カテゴリー
AWS Directory Service SSO(Single Sign-On)

AWS SSOを使用してADユーザーでAWSコンソールにログインする

今回のゴール

今回は、AWSのSSO(Single Sign-On)を利用して、Directory SeeviceのドメインユーザーでAWSコンソールにログインします。

また、CLIも使用していきます。

SSOはOrganizationのルートアカウントでのみ有効にすることができます。

IDソースとしては下記が利用できます。

  • AWS SSO
  • Active Directory
  • 外部IDプロバイダ

今回は、Organizationsの子アカウントのDirectory Serviceを使用するのですが、ルートアカウントADがあることが必須となりますので、子アカウントとルートアカウントをVPC Peeringで接続してルートアカウントにAD COnnectorを配置しました。

既存の AD Connector またはAWS Managed Microsoft ADディレクトリーをセットアップするAWS Directory Serviceで、それを組織の管理アカウント内に配置している必要があります。

AWSSSO の前提条件

設定

SSOの有効化

OrganizationsのルートアカウントでSSOサービスより「AWS SSOを有効にする」をクリックします。

SSOが有効になったらIDソースを変更します。

[設定]からIDソースの「変更」ボタンをクリックします。

今回はDirectory ServiceのADを使用しますので、[Active Directory]を選択して、既存のディレクトリを選択します。

MFAの有効化

MFAの設定を行います。

[設定]メニューの多要素認証欄の「設定」ボタンをクリックします。

今回は下記のように設定しました。

[ユーザーはMFAの入力を求められます]:サインインのたび(常時オン)
[ユーザーはこれらのMFAタイプで認証できます]:認証アプリ
[ユーザーが登録済みのMFAデバイスを持っていない場合]:サインイン時にMFAデバイスを登録するよう要求する

アクセス権限セットの作成

[AWSアカウント]メニューの[アクセス権限セット]のタブを選択して「アクセス権限セットを作成」ボタンをクリックします。

今回はAdministratorAccessを付与しますので、[既存の職務機能ポリシーを使用]を選択します。

[AdministratorAccess]を選択して登録を完了しました。

ユーザーにアクセス権限セットの割り当て

ADのユーザーにアクセス権限セットを割り当てる作業を行います。

[AWSアカウント]メニューでADのあるAWSアカウントを選択して「ユーザーの割り当て」をクリックします。

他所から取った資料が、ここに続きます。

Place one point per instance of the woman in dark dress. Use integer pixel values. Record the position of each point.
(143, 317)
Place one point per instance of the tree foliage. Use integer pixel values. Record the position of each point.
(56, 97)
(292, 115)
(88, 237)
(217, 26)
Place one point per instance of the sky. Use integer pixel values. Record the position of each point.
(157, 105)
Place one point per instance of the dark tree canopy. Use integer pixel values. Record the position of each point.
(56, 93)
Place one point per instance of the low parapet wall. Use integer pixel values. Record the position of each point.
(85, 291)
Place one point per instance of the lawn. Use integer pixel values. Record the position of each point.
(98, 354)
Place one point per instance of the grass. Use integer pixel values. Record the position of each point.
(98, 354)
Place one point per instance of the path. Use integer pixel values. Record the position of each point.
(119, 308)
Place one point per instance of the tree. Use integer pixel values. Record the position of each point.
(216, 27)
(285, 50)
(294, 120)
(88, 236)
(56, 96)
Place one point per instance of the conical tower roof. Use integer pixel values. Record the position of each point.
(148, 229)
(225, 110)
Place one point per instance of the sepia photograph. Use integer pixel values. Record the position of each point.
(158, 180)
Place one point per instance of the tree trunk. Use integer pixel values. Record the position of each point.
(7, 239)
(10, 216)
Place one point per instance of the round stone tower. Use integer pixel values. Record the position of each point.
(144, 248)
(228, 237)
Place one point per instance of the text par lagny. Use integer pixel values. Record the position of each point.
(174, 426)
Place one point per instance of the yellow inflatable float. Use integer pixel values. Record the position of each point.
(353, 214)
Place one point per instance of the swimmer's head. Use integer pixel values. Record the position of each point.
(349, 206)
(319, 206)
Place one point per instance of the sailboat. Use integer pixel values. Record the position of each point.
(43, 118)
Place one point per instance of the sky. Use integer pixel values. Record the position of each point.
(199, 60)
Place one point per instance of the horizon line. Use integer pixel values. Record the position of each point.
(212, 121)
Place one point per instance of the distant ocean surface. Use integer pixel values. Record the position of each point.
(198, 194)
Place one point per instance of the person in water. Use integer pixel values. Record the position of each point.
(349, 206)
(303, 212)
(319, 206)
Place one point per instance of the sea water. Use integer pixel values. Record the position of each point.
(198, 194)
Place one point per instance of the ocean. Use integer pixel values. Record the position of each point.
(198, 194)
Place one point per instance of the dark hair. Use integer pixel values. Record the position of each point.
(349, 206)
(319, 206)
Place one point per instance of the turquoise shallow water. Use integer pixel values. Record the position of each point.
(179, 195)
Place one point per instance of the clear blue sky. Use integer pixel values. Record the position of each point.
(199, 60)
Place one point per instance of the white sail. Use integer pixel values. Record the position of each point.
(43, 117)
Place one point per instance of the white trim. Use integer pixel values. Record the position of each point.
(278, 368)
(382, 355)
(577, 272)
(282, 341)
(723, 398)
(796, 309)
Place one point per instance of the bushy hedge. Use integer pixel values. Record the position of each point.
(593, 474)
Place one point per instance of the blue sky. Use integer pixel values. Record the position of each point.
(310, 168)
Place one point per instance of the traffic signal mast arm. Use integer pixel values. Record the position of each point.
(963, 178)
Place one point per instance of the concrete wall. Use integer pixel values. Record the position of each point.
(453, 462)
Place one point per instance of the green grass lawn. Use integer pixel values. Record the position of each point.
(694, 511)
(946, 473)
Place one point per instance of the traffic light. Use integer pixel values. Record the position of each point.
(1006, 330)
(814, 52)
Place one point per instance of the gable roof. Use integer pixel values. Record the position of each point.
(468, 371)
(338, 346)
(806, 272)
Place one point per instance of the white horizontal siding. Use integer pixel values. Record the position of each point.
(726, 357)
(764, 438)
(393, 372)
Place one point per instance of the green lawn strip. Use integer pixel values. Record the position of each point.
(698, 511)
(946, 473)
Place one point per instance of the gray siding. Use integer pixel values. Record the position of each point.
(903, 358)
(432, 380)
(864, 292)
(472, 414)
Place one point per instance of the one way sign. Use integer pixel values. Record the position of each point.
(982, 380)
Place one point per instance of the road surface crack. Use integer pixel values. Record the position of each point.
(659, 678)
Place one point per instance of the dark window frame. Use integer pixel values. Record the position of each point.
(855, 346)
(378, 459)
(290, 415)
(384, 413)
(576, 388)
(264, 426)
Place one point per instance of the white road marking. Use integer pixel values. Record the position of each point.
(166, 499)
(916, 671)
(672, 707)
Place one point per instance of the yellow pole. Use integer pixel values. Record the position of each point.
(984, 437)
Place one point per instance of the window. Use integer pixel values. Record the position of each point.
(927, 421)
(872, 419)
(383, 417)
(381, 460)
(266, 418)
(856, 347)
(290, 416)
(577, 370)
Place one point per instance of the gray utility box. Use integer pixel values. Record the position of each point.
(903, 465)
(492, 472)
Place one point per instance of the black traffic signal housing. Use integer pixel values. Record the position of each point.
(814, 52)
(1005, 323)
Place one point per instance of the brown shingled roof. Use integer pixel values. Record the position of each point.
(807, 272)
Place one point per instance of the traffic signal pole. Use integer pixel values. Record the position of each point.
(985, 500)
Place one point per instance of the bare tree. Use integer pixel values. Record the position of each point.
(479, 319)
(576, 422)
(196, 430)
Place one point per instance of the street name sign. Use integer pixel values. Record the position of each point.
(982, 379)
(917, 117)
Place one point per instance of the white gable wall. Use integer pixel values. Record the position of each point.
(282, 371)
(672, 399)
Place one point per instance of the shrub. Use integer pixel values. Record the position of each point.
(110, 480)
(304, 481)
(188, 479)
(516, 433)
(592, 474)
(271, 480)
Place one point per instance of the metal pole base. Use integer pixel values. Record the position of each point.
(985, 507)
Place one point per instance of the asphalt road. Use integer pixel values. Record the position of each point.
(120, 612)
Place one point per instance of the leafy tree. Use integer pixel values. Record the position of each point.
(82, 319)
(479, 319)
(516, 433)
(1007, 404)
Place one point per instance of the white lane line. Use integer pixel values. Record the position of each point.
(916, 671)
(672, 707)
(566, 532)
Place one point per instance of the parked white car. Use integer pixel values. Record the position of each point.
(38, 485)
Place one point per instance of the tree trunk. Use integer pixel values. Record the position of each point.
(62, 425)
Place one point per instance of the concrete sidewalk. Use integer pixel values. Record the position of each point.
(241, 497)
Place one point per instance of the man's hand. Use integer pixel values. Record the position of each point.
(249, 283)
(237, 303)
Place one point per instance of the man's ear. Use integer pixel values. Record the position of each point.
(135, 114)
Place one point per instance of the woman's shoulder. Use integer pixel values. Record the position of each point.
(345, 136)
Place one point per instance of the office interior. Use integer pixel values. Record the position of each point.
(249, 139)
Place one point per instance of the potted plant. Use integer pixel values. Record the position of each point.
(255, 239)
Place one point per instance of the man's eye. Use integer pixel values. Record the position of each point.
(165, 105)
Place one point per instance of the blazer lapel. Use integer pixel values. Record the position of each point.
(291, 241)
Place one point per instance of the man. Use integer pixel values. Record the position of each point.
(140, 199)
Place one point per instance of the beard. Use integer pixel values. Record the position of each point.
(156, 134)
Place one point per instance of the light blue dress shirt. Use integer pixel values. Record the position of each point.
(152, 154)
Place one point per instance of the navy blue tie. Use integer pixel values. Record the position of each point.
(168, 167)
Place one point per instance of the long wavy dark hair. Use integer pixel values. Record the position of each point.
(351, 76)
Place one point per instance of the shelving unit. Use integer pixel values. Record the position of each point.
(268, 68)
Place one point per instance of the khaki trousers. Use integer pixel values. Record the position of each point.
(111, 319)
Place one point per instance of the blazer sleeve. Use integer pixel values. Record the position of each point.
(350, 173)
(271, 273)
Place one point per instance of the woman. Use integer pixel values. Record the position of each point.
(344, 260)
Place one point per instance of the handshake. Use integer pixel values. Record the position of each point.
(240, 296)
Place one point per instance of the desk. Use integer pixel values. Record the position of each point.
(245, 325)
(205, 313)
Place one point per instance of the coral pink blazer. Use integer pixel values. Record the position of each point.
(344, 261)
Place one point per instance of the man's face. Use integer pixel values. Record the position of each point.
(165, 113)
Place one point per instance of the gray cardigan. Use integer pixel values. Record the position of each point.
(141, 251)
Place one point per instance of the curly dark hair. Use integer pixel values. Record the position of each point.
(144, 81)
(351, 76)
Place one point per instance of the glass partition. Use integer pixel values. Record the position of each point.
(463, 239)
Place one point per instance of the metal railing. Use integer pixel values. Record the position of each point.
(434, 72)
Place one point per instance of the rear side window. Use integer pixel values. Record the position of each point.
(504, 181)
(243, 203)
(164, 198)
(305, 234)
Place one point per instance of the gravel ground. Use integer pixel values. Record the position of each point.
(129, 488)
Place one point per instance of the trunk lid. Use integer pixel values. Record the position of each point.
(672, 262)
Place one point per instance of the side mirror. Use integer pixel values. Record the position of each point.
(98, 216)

[ユーザー]をクリックしてディレクトリを選択してユーザー名を検索してチェックをつけます。

ユーザーに割り当てるアクセス権限セットを選択します。

コンソールログインの確認

ユーザーポータルURLにアクセスします。

ユーザー名とパスワードを入力してサインインします。

サインインすると、MFAを登録する画面に遷移しますので、登録します。

無事にユーザーポータルにログインできました。